После того не прошло недели, как приехали в наше селение из Тавреза с товарами тифлисские купцы, коих в караване с работниками было человек до 50, почти все армяне. Они следовали в Тифлис и были вооружены, как говорится, с головы до ног. Тифлисские жители или грузинские подданные славились в то время за людей самых отважных и храбрых. Добрый мой учитель, не упускавший ни одного случая к моей пользе, и на сей раз решительно присоветывал мне воспользоваться оказиею уехать с сим караваном. Один из сельских священников, находившийся прежде в Тифлисе, был знаком с одним купцом из того каравана. Учитель мой вместе с ним упросили сего купца взять меня с собою, с тем чтоб доставить в Россию, ибо он имел непременное намерение туда ехать со своими товарищами. Он согласился и дал верное слово исполнить их поручение сколько возможно лучшим образом. Учитель мой отдал ему находившиеся у него на сохранении мои деньги 30 рублей.
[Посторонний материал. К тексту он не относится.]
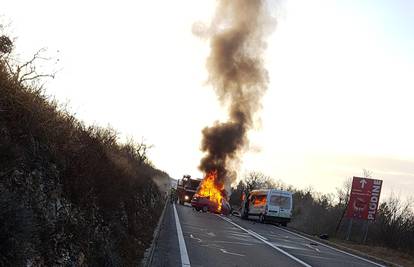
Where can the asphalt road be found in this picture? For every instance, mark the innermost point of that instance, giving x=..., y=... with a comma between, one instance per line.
x=206, y=239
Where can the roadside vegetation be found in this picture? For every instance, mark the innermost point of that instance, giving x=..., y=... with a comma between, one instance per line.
x=316, y=214
x=70, y=194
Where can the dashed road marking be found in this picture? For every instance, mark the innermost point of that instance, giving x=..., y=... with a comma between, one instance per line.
x=338, y=250
x=261, y=238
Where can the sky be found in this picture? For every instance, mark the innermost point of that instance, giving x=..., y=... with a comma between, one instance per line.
x=339, y=99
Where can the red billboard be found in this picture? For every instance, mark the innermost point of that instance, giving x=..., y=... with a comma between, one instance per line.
x=364, y=198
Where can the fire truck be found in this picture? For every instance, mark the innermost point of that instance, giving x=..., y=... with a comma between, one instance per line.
x=186, y=188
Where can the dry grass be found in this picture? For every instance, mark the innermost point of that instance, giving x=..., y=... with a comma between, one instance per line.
x=77, y=196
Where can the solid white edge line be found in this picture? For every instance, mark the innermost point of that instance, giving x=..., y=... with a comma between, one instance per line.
x=257, y=236
x=347, y=253
x=185, y=261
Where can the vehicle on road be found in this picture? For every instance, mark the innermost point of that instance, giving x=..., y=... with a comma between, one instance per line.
x=203, y=203
x=268, y=205
x=186, y=188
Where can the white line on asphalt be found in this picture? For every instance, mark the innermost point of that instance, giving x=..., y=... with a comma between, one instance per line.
x=322, y=244
x=261, y=238
x=185, y=261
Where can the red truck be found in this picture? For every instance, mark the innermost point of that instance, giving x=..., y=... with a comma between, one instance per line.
x=186, y=188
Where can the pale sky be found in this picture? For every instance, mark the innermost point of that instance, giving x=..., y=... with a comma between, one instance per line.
x=339, y=100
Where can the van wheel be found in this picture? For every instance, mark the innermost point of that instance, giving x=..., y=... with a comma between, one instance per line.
x=261, y=218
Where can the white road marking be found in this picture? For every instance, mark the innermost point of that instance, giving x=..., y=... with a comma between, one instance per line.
x=185, y=261
x=256, y=235
x=322, y=244
x=196, y=238
x=312, y=247
x=231, y=253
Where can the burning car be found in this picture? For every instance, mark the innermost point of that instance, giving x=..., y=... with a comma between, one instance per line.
x=211, y=196
x=203, y=203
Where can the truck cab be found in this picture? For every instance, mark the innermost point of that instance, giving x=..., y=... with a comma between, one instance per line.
x=186, y=188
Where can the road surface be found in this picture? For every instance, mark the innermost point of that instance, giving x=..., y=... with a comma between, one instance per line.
x=191, y=238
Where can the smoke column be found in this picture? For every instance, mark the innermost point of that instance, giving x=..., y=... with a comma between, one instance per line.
x=237, y=74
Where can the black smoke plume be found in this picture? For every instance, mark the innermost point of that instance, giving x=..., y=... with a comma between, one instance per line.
x=237, y=74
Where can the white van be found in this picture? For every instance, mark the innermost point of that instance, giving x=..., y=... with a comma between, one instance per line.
x=268, y=205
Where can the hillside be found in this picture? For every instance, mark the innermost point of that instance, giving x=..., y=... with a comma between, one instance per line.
x=70, y=194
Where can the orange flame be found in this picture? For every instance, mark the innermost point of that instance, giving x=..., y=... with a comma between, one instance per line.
x=259, y=201
x=212, y=189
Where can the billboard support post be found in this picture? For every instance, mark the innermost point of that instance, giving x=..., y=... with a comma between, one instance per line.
x=366, y=232
x=348, y=234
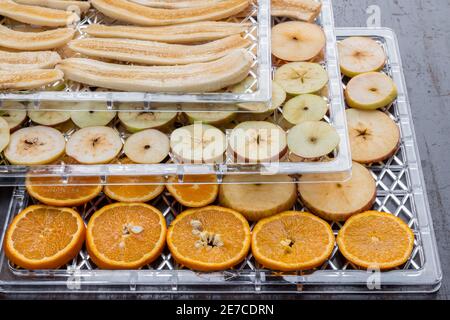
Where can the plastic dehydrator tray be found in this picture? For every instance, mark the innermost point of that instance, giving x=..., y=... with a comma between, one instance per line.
x=401, y=191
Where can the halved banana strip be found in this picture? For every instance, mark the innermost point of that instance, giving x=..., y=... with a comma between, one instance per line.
x=28, y=60
x=28, y=79
x=94, y=145
x=37, y=15
x=199, y=77
x=83, y=6
x=142, y=15
x=35, y=145
x=157, y=53
x=43, y=40
x=148, y=146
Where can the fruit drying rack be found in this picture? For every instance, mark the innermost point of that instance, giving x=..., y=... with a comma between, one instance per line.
x=400, y=190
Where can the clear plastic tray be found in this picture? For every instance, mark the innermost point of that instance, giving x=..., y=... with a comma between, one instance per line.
x=401, y=191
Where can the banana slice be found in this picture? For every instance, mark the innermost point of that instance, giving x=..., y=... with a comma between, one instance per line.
x=339, y=201
x=297, y=41
x=258, y=141
x=199, y=77
x=148, y=146
x=37, y=15
x=142, y=15
x=312, y=139
x=194, y=32
x=301, y=77
x=28, y=60
x=374, y=137
x=43, y=40
x=370, y=91
x=305, y=107
x=360, y=55
x=198, y=143
x=96, y=115
x=157, y=53
x=94, y=145
x=4, y=134
x=258, y=197
x=83, y=6
x=35, y=145
x=28, y=79
x=49, y=118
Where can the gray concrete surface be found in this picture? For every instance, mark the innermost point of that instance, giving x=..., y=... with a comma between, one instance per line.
x=423, y=29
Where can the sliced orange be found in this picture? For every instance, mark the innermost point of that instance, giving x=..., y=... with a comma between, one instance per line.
x=200, y=193
x=42, y=237
x=53, y=192
x=209, y=239
x=292, y=241
x=125, y=235
x=376, y=240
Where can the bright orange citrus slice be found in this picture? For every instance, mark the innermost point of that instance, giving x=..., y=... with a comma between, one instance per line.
x=376, y=240
x=209, y=239
x=53, y=192
x=125, y=235
x=42, y=237
x=292, y=241
x=200, y=193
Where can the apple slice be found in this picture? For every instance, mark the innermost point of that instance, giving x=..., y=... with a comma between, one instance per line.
x=305, y=107
x=339, y=201
x=297, y=40
x=312, y=139
x=258, y=141
x=301, y=77
x=359, y=55
x=374, y=137
x=147, y=146
x=370, y=91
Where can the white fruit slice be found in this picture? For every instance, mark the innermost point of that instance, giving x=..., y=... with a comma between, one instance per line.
x=4, y=134
x=301, y=77
x=148, y=146
x=297, y=40
x=312, y=139
x=359, y=55
x=35, y=145
x=198, y=143
x=339, y=201
x=370, y=91
x=94, y=145
x=374, y=137
x=305, y=107
x=96, y=115
x=140, y=120
x=49, y=118
x=258, y=141
x=256, y=196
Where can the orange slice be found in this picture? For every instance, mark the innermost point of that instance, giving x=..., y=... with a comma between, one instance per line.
x=200, y=193
x=376, y=240
x=125, y=235
x=292, y=241
x=209, y=239
x=42, y=237
x=51, y=191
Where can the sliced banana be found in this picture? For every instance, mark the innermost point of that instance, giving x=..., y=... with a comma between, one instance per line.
x=374, y=137
x=258, y=141
x=312, y=139
x=94, y=145
x=148, y=146
x=198, y=143
x=305, y=107
x=359, y=55
x=35, y=145
x=301, y=77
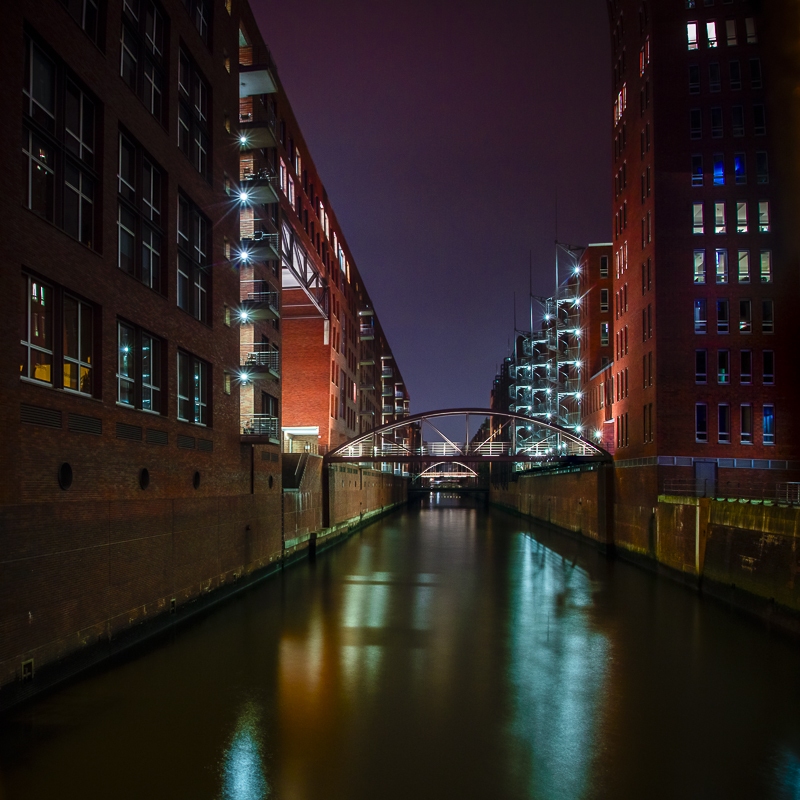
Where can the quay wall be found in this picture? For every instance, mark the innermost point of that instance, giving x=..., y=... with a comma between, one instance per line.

Наконец в воскресенье, 15 июля (1795 года), утром рано купец сказал мне, что они выедут до полудня и чтоб к тому времени я собрался. Я тотчас бросился в свой дом, и, по счастию, мать моя была у моей сестры, а брат ушел в монастырь к обедне; оставалась одна невестка. — Уведомив ее, что я отъезжаю, просил изготовить мне что-нибудь на дорогу съестного. Но она в том мне отказала с грубостию, сказав, что я не хозяин в доме и ничего не принес, а потому не имею права ничего и требовать. Озлобленный таковым ответом, я на прощанье изрядно ее выругал и, взяв сам несколько сыру, хлеба и три курицы, отнес последние к соседке, которая мне тотчас их зажарила. Собравшись таким образом, выехал я из Вагаршапата навсегда, имев тогда от роду 20 лет.
Некоторые из товарищей моих просили меня, чтоб взять их с собою, но я отвечал им, что, отваживаясь на все, не знаю, что со мною будет — живот или смерть, и вернее полагаю первое; они же, напротив того, не имеют столь сильных побудительных причин, как я, подвергаться вероятным опасностям, и таким образом от них отделался. Я распрощался только с одним учителем[54]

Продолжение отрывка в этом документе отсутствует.